As someone who has had major shoulder surgery in the past, and still sails with bad shoulders 20 years later, I hope the following practical, cheap observations can help someone.
Before my practical advices:
- rest: this has never helped me, but it's probably because I was a lost cause to start with, damage-wise (at least 3 O-Ss told me so). However still recommended to others, it falls in the category of "it can't hurt". The items below apply only once you've rested until no pain, and that you have a strong feeling that you're getting better.

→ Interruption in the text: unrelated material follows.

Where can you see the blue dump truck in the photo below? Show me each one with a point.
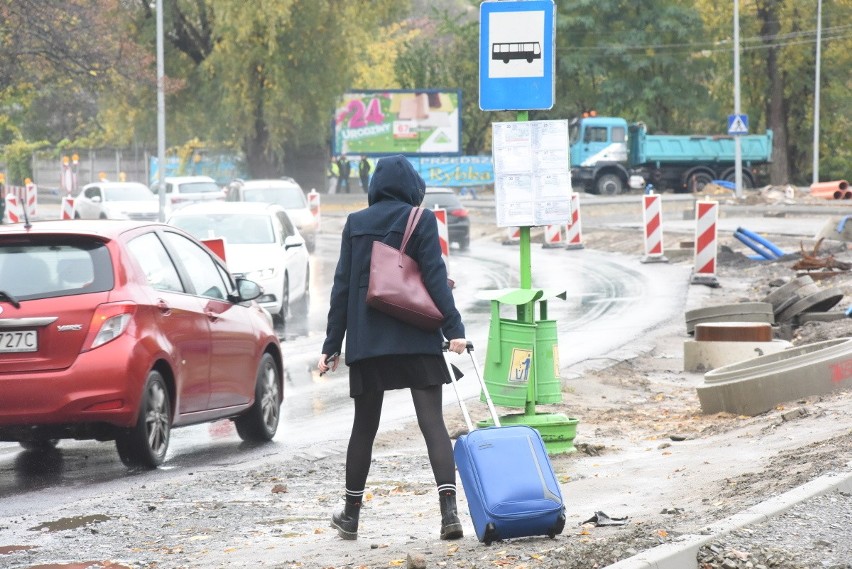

- don't take anyone's advice, including mine

: the shoulder, like the back, seems to be an incredibly complex set of joints - everyone's pathology seems to be different. Certainly one single individual can't apply his-her own experience to someone else. Of course the right doctors can apply 100-1000 cases to generalise for a specific case.
Practical advices:
- ice, ice, ice soon after the outing. I do not know that there is a down-side when this is well-applied, but it really seems to work all the time. Work as in "don't hurt", "feels better", "seems to help in the medium run", "I can sail longer for the same level of pain". Of course as with any treatment, one can never formally prove that it works, but after 20+ years, there is a very strong correlation.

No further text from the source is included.